Met this guy,he does the best taxidermy work on fish......But here is the record Muskie,he mounted.
ND Muskie
Taxidermy by Steve Silseth 
http://www.gregisfishing.com/nd_muskie.htm


----------



## Madison

NIce!!

Thanks for posting.


----------



## fishless

Nice pics and I second Steves work he has done fish for me before outstanding work!


----------



## fargojohnson

So did he keep the fish or put it back???? Hope he was smart and put that pig back into the water. Nothing like that for another 50 years in ND. :******:


----------



## njsimonson

After being landed, it was determined that the fish was pretty beat up as I recall. It was bleeding out of one of the gills, as evidenced by the some of the photos taken. No sense releasing a wounded fish.


----------



## Invector

A bleading fish does not mean anything. Fish blood clots the moment it hits the water. If you have ever released a big pike or musky that had been bleading form the mouth you will know that after a few seconds the bleeding stops. I have released many big fish that have been bleeding form the mouth (had a shirt covered in musky blood one day) and all of them could keep them selves righted and swam away on their own will. Only 1 fish in my life that did not make it (a fishing partner caught the fish). This fish was realy beat up form spawning (pike that is) with large sections of its side gone. This fish was dead with in a few minuts of getting it into the live well. When we tryed to release it, it would not swim away under its own power. If he would have wanted to he could have tryed to release the fish.


----------



## nodakoutdoors.com

I'm by all means a C&R angler, especially for muskies....but don't you need to keep the fish to score it as a state record? Can't blame him for that.


----------



## fargojohnson

Who cares if its the state record. Measure take and pic. and let you grand kid catch it. IF the fish was unable to swim away not much you can do about it. Funny he was useing #6 test line how did it get so beat up? :shake:


----------



## fox412

Because with 6 lb test line you have to fight the thing for a really long time to land it. Thats how they get so beat up. From the length of the fight and all of the runs that it has to make. I catch and release most of the time too but anyone has the right to keep a record size fish. And even more of a right when it is injured. May be you would have thrown it back and good for you. I wouldn't have.


----------



## Madison

Invector said:


> I have released many big fish that have been bleeding form the mouth (had a shirt covered in musky blood one day) and all of them could keep them selves righted and swam away on their own will. .

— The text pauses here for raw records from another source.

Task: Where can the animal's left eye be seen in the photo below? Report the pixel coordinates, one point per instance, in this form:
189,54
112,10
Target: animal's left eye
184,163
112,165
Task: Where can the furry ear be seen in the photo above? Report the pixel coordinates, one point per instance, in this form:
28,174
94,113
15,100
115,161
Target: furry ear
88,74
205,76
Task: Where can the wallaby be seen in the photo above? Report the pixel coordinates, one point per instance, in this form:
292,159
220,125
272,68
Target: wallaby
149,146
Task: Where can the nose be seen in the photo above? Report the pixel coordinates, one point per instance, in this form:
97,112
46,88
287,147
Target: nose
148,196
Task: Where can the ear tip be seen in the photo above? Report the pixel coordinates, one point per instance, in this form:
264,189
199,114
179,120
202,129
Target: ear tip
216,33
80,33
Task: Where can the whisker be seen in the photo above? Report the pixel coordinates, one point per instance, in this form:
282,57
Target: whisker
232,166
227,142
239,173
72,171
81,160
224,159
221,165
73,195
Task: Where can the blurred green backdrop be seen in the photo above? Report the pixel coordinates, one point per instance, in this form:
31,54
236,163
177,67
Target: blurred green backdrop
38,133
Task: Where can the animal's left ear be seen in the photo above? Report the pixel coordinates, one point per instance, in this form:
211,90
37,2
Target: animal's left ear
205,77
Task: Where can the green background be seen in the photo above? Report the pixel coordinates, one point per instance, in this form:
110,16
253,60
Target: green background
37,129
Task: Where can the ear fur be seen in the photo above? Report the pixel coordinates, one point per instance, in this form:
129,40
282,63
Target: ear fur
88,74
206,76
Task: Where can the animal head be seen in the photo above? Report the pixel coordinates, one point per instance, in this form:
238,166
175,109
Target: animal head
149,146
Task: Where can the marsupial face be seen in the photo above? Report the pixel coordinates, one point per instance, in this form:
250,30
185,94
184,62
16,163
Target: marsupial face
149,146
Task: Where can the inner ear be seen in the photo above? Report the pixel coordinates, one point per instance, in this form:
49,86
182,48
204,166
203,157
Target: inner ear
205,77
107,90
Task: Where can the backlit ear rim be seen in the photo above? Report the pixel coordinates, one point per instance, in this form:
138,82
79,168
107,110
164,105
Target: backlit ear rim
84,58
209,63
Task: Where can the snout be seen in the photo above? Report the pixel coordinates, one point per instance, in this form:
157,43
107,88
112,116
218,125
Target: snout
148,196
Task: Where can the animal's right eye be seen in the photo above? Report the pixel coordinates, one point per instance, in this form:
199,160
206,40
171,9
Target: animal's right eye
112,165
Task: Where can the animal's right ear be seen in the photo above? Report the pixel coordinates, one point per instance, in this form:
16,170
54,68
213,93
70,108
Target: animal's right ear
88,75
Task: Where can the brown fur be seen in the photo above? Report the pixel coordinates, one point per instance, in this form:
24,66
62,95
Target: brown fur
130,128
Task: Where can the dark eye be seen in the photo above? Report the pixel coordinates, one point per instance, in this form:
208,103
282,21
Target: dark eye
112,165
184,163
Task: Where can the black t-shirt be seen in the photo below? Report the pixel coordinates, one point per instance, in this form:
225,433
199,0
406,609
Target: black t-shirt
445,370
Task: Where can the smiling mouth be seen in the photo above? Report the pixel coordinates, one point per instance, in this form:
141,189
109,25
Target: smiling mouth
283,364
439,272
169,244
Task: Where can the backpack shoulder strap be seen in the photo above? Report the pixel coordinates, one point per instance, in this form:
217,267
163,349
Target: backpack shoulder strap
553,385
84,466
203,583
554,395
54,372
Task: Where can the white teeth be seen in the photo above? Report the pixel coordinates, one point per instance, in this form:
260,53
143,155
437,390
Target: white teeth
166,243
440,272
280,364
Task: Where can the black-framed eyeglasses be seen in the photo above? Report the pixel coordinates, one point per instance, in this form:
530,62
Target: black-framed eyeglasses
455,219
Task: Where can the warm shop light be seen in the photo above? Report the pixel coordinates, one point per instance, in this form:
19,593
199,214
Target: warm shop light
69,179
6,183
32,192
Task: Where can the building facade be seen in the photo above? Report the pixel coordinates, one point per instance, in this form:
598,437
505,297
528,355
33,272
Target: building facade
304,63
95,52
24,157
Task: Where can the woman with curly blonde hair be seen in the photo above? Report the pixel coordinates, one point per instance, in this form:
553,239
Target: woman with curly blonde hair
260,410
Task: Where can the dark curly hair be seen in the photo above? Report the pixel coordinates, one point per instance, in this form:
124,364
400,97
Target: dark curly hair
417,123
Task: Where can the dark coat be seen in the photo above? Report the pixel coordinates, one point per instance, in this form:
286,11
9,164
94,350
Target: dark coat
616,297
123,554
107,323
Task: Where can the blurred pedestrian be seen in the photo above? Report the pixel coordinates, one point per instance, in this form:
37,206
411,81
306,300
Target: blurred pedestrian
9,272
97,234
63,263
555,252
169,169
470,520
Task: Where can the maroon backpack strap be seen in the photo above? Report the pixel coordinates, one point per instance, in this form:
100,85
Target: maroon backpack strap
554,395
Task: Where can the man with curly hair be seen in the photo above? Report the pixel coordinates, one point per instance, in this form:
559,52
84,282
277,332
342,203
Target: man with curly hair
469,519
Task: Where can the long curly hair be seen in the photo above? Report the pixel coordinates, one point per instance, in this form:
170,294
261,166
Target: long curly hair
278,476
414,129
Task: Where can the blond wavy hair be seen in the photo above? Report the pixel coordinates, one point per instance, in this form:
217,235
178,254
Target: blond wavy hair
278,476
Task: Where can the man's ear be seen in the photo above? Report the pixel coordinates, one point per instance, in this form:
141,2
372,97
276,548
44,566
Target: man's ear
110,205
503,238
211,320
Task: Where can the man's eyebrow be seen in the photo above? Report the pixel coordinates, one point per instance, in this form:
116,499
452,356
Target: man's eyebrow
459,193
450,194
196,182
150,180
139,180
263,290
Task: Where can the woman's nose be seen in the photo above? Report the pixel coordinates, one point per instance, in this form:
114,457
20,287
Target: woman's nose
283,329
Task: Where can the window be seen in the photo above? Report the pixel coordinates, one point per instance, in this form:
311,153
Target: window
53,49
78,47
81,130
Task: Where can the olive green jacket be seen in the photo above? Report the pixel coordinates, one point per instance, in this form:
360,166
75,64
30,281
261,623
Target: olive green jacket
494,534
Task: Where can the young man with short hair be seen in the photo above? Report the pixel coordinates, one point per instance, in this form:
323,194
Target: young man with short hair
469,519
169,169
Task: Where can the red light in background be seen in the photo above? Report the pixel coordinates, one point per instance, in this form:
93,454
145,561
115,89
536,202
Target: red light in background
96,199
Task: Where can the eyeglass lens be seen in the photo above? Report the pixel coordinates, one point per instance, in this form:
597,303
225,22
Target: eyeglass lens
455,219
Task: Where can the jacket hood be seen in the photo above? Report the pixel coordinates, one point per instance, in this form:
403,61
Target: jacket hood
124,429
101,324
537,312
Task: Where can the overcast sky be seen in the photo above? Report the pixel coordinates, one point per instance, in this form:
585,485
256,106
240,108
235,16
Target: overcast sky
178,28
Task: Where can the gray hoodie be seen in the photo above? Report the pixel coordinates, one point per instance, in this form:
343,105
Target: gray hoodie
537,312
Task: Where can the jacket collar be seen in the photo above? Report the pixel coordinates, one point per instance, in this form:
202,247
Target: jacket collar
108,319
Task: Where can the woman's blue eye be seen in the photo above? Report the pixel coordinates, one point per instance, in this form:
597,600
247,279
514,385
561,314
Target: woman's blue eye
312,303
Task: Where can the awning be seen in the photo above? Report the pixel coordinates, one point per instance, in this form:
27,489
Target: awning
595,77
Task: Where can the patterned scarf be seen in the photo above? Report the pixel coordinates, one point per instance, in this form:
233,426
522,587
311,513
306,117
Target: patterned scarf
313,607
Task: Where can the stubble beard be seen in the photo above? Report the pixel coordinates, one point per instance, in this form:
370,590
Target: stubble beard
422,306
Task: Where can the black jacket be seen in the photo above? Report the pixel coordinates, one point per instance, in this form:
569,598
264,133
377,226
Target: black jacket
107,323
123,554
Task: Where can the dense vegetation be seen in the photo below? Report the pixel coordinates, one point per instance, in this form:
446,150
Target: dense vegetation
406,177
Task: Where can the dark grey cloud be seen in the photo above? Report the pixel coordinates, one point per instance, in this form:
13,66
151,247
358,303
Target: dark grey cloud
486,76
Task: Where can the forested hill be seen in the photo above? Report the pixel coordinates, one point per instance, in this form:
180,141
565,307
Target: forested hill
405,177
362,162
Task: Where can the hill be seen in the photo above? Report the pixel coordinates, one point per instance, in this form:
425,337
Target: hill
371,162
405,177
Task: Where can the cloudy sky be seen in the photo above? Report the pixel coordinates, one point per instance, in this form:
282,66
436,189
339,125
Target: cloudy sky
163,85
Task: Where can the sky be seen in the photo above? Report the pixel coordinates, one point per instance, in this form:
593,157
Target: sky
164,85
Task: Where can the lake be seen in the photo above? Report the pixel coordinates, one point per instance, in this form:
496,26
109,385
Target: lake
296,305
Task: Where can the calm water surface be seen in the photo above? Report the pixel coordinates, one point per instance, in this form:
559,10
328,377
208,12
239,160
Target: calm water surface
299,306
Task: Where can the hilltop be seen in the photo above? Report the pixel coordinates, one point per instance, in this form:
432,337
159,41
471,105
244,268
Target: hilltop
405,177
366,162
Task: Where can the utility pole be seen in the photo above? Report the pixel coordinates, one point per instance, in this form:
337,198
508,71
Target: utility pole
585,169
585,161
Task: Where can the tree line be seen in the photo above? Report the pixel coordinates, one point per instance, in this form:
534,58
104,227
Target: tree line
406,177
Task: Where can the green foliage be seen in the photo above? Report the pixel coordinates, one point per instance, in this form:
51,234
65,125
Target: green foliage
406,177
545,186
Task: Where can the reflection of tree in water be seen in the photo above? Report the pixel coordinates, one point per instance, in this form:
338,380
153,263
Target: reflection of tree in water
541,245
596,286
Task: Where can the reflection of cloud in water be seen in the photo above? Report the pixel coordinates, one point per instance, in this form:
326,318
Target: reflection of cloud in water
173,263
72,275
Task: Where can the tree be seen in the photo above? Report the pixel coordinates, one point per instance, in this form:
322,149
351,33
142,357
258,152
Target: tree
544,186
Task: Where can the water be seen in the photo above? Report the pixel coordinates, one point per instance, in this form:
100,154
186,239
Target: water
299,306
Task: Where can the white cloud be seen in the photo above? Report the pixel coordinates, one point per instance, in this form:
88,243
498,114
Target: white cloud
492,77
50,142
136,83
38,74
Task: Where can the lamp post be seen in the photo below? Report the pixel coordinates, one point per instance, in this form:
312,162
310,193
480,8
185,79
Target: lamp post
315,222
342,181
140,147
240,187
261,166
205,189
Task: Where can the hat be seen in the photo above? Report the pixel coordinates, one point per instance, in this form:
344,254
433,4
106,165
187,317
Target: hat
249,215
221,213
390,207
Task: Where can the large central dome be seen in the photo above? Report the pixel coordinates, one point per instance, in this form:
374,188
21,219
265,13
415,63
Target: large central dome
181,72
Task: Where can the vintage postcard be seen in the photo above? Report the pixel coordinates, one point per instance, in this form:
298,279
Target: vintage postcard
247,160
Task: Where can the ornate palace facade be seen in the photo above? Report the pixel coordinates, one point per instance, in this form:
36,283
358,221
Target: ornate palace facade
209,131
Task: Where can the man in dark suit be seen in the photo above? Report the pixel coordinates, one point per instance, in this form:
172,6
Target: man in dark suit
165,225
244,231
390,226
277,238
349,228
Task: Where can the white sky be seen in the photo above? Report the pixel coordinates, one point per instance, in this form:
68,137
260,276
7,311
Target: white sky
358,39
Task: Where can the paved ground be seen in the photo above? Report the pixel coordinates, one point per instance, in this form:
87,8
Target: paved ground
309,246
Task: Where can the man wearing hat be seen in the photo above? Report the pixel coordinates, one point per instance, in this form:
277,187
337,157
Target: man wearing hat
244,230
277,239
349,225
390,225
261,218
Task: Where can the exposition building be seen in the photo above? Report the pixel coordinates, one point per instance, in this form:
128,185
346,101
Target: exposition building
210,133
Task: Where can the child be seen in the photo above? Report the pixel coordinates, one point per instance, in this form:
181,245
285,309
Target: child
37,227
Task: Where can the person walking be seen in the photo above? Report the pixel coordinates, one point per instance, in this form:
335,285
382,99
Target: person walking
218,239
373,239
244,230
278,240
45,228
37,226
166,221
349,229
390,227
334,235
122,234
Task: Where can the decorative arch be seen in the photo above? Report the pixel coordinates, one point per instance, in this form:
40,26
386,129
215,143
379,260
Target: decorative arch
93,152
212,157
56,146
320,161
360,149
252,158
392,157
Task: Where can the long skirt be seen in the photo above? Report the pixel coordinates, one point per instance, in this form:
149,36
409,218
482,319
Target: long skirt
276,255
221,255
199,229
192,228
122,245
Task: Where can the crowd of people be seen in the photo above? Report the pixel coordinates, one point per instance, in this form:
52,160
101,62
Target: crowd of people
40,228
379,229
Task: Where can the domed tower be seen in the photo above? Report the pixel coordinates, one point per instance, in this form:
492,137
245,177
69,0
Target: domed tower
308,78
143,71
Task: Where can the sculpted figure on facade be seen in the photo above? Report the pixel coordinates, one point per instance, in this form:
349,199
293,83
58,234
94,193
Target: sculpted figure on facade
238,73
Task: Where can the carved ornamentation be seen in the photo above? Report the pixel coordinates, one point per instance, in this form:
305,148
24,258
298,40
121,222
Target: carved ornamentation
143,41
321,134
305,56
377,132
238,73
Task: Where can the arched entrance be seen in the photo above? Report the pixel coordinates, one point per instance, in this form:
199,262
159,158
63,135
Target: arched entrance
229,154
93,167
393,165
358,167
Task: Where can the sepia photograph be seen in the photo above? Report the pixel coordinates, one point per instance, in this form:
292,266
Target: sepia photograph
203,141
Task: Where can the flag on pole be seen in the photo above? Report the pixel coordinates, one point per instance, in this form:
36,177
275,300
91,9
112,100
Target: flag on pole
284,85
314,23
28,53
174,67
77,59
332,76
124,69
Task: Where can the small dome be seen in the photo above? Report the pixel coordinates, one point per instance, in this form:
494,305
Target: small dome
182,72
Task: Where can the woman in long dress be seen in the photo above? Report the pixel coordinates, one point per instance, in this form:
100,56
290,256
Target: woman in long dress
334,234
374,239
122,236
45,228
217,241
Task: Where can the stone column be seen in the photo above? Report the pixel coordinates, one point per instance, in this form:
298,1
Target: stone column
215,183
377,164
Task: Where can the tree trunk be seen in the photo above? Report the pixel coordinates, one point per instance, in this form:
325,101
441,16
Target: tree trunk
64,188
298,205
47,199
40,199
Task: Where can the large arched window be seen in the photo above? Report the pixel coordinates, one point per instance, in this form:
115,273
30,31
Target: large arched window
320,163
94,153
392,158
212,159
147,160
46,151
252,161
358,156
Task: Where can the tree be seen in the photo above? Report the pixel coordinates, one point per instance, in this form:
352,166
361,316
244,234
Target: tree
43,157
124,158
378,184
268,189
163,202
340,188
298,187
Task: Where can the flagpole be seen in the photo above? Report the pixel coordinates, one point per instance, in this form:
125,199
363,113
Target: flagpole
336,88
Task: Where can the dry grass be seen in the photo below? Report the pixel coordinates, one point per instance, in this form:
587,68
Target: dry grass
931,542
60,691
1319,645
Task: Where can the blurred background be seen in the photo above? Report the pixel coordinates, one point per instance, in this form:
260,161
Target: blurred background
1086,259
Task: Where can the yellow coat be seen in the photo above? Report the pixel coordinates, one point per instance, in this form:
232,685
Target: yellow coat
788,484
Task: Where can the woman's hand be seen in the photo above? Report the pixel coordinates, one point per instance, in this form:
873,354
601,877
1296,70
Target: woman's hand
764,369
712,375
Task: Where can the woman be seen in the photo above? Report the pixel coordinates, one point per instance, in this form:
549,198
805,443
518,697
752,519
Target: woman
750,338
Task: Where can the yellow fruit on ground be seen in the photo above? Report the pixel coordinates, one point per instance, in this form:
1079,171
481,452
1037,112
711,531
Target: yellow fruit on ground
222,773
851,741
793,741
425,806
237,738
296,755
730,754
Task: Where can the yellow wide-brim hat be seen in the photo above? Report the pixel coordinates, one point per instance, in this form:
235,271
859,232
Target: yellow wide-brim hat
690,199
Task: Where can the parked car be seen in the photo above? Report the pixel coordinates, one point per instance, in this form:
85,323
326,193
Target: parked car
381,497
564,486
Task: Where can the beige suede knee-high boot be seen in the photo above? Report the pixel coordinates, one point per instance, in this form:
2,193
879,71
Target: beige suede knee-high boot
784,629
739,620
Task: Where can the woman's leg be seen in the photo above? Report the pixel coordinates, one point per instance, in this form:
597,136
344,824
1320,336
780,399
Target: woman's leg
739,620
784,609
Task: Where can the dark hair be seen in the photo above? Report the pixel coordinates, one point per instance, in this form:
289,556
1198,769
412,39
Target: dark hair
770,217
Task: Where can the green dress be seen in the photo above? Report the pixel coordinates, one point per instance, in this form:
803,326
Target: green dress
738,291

I agree they all swim away, but I dont agree on successful survival. Pike and SKees alike are very weak fish and easily killed if over stressed or damaged in the handling process.

One year I found 3 dead skees floating all in the 45" range. After talking to some of the local anglers at least 2 of them died from being hooked. The guy I talked to said his fish swam away just fine and out of curiosity went to check it out. Sure enough it was the fish he caught 2 days prior..


----------



## boondocks

.Nice fish.Good reason the G&F should stock more pures in New Johns(& Sak & Audobon & etc etc etc.....................................................................),


----------



## Fossilman

His choice,not yours :wink:


----------